CHARLOTTETOWN, P.E.I. — The federal government is investing $318,000 over three years to the Atlantic Canada Water and Wastewater Association (ACWWA) for a climate change adaptation project in Atlantic Canada.
The project, Incorporating Climate Resilience for Municipal Infrastructure into the Updates of Existing Atlantic Canada Water and Wastewater Design Guidelines, involves incorporating climate change adaptation into design guidelines for municipal water and wastewater infrastructure in Atlantic Canada.

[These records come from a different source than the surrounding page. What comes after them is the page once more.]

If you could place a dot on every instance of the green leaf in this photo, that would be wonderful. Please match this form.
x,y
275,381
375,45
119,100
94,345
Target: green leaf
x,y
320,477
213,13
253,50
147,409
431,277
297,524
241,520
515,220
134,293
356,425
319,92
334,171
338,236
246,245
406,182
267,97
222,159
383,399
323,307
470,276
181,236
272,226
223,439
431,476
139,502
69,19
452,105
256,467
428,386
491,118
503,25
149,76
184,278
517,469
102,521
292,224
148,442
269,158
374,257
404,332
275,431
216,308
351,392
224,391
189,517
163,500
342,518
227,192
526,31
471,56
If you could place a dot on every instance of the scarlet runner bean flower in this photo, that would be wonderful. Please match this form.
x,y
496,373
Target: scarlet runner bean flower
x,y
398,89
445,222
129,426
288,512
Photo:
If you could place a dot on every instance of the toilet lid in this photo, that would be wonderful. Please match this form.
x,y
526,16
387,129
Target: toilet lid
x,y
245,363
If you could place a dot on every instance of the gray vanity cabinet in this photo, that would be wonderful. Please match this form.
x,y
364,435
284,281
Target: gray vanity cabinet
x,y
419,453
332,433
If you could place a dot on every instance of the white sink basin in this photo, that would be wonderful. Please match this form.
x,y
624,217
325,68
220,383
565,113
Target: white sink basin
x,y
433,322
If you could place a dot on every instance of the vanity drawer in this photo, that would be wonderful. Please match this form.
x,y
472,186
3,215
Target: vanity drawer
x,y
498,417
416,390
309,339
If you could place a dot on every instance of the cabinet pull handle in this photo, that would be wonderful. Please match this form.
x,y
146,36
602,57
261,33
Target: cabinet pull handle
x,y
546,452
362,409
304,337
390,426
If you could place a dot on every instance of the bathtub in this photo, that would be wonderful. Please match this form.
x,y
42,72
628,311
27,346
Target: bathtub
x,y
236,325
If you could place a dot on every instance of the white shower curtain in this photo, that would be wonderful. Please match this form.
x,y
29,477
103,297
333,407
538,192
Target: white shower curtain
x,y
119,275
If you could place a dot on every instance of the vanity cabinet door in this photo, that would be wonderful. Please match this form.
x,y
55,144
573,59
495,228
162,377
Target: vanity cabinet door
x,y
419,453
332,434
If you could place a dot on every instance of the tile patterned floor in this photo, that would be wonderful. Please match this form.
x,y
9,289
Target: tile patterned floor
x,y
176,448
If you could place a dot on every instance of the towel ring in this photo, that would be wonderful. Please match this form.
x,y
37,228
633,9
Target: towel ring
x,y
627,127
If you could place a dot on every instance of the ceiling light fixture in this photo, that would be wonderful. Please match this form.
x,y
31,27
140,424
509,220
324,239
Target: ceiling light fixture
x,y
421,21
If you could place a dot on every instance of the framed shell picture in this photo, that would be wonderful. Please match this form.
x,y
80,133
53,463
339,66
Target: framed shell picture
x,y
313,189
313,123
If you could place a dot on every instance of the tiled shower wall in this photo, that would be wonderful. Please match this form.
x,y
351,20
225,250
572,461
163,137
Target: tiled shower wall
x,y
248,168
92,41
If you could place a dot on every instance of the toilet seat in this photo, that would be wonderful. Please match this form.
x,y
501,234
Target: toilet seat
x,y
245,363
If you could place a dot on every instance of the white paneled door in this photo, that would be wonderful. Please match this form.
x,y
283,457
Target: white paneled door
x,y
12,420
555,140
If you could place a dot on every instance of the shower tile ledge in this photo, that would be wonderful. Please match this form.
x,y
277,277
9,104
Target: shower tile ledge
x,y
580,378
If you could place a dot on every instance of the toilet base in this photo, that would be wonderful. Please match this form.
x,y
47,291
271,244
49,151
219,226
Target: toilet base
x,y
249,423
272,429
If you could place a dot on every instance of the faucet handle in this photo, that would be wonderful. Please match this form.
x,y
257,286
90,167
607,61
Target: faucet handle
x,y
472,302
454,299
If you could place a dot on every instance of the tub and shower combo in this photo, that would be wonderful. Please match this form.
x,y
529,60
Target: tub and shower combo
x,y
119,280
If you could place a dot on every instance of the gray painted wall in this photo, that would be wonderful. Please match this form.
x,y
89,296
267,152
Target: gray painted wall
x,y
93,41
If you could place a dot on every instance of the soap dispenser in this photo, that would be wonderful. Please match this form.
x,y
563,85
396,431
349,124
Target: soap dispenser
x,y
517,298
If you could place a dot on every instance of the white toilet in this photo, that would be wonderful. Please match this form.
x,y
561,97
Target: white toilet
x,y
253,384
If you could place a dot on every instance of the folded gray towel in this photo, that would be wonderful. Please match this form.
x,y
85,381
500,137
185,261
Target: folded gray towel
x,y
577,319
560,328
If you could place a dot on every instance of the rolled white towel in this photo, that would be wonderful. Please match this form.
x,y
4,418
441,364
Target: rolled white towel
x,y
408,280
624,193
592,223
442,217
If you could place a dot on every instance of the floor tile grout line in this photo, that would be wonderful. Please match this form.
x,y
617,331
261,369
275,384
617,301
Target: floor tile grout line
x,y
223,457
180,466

It is expected that updated guidelines can be applied in other regions in Canada.
Valued at $645,000, the program will be funded through Natural Resources Canada’s Building Regional Adaptation Capacity and Expertise (BRACE) Program and also received support from the ACWWA, the governments of Prince Edward Island, New Brunswick, Nova Scotia and Newfoundland and Labrador, as well as the City of Charlottetown and Halifax Water.
Training for professionals such as public works and utility engineers, and consulting engineers will also be delivered to build their awareness of climate change adaptation and their capacity to put the guidelines into practice, indicates a release issued by natural resources Canada.
“New design guidelines and training opportunities will help us build our communities for the future. They will protect our ocean resources and support economic sectors like fishing, tourism and aquaculture. The project also supports regional collaboration. Atlantic Canada will be able to draw on the collective expertise, experience, and resources of its engineering professionals,” said Brad Trivers, minister of the environment, water and climate change, P.E.I., in a statement.